Apache Knox
Perimeter Security

Perimeter security refers to the natural or "constructed" barriers to keep intruders out or captives within the boundaries of our solutions.
It assists in protecting the cluster resources and provides a single access point for all REST and HTTP interactions, simplifying client interaction.
Among its main benefits, we can mention:
- "Hides" specific URLs/ports, acting as a proxy.
- Simplifies authentication of multiple services and UIs.
- Enables SSL termination at the perimeter.
- Facilitates the management of endpoints.
- Provides detailed access logs.
Typical perimeter security includes technologies like proxies, firewalls, intrusion detection systems (IDS), and virtual private network (VPN) servers. A combination of all these provides reinforced security.

Knox Features
Apache Knox acts as a kind of application proxy, within the perimeter layer, where it receives requests intended for another server and acts on behalf of the client to obtain the requested resource.
It is a system created to extend and simplify the reach of Apache Hadoop services to users outside the cluster, without compromising the security of the ecosystem. Designed as a reverse proxy (a server that resides in front of one or more web servers, intercepting client requests with the aim of enhancing security, reliability, and performance).
Apache Knox integrates with identity management and SSO (single sign-on) systems and allows the identity of these systems to be used for access to Hadoop clusters.
Knox delivers three groups of user-oriented services:
- Proxy Services: Through HTTP resource proxying.
- Authentication Services: Authenticating access to the REST API, as well as WebSSO flow for UIs. LDAP/AD, Header-based PreAuth, Kerberos, SAML, and OAuth are options.
- Client Services: Using scripts via DSL or Knox Shell classes directly as SDK. The interactive script environment KnoxShell combines the interactive Groovy Shell with the Knox Shell SDK Classes for interaction with the data of the deployed Hadoop cluster.
Knox Benefits
The main advantages of the Knox Gateway are:
- Simplified Access: Knox extends the REST/HTTP services of Hadoop by encapsulating Kerberos within the cluster.
- Increased Security: Exposes the REST/HTTP services of Hadoop without revealing network details, providing SSL/TLS out-of-the-box.
Knox will delegate external client requests to the corresponding Hadoop services and, before delegating, provides all security services configured in the cluster:
- Centralized Control: Enforces REST API security "centrally," routing requests to multiple Hadoop clusters.

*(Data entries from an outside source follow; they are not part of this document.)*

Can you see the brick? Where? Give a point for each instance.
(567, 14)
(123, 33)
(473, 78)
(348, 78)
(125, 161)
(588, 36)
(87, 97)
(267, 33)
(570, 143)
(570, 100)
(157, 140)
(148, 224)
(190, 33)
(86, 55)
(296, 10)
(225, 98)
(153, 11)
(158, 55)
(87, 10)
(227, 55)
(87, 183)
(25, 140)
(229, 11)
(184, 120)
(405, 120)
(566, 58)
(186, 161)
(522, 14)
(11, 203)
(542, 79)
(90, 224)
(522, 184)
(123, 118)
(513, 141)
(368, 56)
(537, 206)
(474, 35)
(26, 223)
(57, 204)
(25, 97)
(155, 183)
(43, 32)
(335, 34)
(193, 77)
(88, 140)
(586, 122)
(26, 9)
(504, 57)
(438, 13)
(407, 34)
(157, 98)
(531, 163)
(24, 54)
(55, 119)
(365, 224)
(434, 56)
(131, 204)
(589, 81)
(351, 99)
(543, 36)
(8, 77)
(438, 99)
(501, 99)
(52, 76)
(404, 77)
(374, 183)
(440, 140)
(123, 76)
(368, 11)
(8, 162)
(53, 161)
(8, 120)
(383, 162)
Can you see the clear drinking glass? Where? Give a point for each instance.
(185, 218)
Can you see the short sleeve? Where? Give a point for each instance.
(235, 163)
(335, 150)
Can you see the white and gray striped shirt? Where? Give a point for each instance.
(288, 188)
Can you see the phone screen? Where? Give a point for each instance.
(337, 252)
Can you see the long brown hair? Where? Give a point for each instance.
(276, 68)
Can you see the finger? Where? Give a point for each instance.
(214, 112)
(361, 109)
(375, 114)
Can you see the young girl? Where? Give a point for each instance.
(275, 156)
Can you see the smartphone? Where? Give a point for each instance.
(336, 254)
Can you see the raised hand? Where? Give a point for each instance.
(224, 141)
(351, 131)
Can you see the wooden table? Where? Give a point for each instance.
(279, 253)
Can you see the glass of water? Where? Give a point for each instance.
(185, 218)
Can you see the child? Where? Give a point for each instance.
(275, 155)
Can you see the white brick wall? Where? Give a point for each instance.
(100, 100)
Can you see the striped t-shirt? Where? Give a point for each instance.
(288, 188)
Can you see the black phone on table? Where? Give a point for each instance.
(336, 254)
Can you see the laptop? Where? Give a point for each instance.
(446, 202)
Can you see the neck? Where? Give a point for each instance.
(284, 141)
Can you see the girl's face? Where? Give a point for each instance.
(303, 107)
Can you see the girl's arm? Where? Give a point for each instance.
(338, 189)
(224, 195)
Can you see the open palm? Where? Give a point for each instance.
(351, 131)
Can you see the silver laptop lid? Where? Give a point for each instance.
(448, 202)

- Corporate Integration: Supports LDAP, Active Directory, SSO, SAML, and other authentication systems.
- Demonstration LDAP: Available by default in Apache Knox.
- Audit Logging.
Apache Knox Architecture
Apache Knox acts as a single point of contact for Apache Hadoop services in the cluster.
It runs as a server cluster, in the DMZ (demilitarized zone - situated between a trusted network and an untrusted network, providing physical isolation between the two), isolating the Hadoop cluster from the rest of the corporate network.

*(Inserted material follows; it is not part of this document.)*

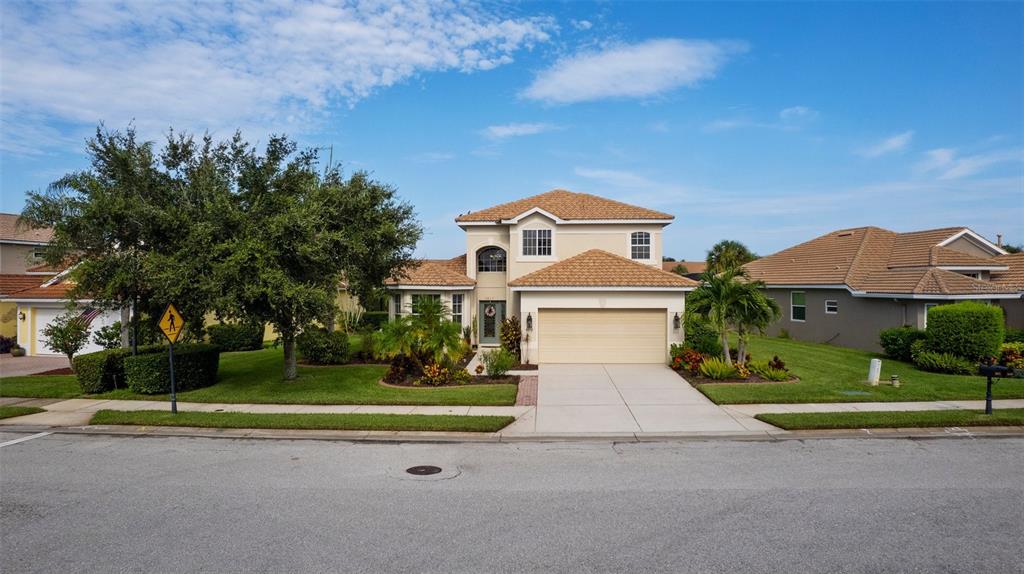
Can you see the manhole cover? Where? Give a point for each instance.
(423, 471)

Its main feature is the provision of a security perimeter for Hadoop REST APIs, restricting the number of network endpoints required to access the Hadoop cluster.

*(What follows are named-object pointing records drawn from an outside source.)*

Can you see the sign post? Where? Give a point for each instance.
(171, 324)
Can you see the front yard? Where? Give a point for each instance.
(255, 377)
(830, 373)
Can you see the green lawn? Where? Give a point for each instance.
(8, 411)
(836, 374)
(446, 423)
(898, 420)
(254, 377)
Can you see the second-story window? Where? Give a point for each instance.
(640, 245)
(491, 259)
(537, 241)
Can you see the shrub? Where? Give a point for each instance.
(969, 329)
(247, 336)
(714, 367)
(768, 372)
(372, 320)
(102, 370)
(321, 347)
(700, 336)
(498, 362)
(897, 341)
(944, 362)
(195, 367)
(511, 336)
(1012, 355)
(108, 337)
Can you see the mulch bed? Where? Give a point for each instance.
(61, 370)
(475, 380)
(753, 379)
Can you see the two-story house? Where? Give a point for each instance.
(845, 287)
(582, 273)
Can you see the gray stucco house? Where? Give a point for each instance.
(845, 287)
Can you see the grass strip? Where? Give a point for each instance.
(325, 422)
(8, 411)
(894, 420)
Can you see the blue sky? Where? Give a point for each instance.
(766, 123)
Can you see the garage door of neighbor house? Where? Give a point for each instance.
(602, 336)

As a result, it "hides" the topology of the Hadoop cluster. At the network perimeter, it provides a single point of authentication and token verification.
Knox can be used with both Kerberized (protected by Kerberos) and non-Kerberized clusters.
In an enterprise solution employing Kerberos-protected clusters, it provides security that integrates well with enterprise identity management solutions, and as mentioned earlier, protects the implementation details of the Hadoop cluster and simplifies the number of services with which a client needs to interact.
The deployment architecture of the Knox Gateway can be understood in the following diagram:

How Apache Knox Works
The Apache Knox Gateway is an application gateway for interacting with the REST APIs and UIs of Apache Hadoop deployments.
It provides a single point of access for REST and HTTP interactions with Apache Hadoop clusters. To this end, it offers three groups of user-oriented services:
- Proxy Services: Provides access to Apache Hadoop through HTTP resource proxying.
- Authentication Services: Authentication for REST API access, as well as WebSSO flow for UIs. LDAP/AD, Header based PreAuth, Kerberos, SAML, OAuth are all available options.
- DSL/SDK Client Services: Client development can be done with scripting through DSL or Knox Shell classes directly as SDK. The interactive script environment KnoxShell combines the interactive groovy shell with the Knox Shell SDK classes for an interaction with data from the deployed Hadoop cluster.
The Knox Gateway was designed as a reverse proxy with consideration for plugability in areas of policy enforcement, through the providers and back-end services to which it proxies requests.
Policy enforcement covers authentication/federation rules, authorization, auditing, dispatch, host mapping, and content rewriting. Policy is enforced through a chain of providers that are defined in the topology deployment descriptor for each Hadoop cluster controlled by Knox. The cluster definition is also made in the deployment descriptor and provides the Knox Gateway with the layout of the cluster for the purpose of routing and converting between user-facing and internal cluster URLs.
Each Hadoop cluster protected by Knox has its set of REST API represented by a single application context path specific to the cluster. This allows Knox to protect multiple clusters and present to the REST API consumer a single endpoint for access.
With the writing of the deployment descriptor in the topologies directory of the Knox installation, a new Hadoop cluster definition is processed, policy enforcement providers are configured, and the application context path is made available for use by REST API consumers.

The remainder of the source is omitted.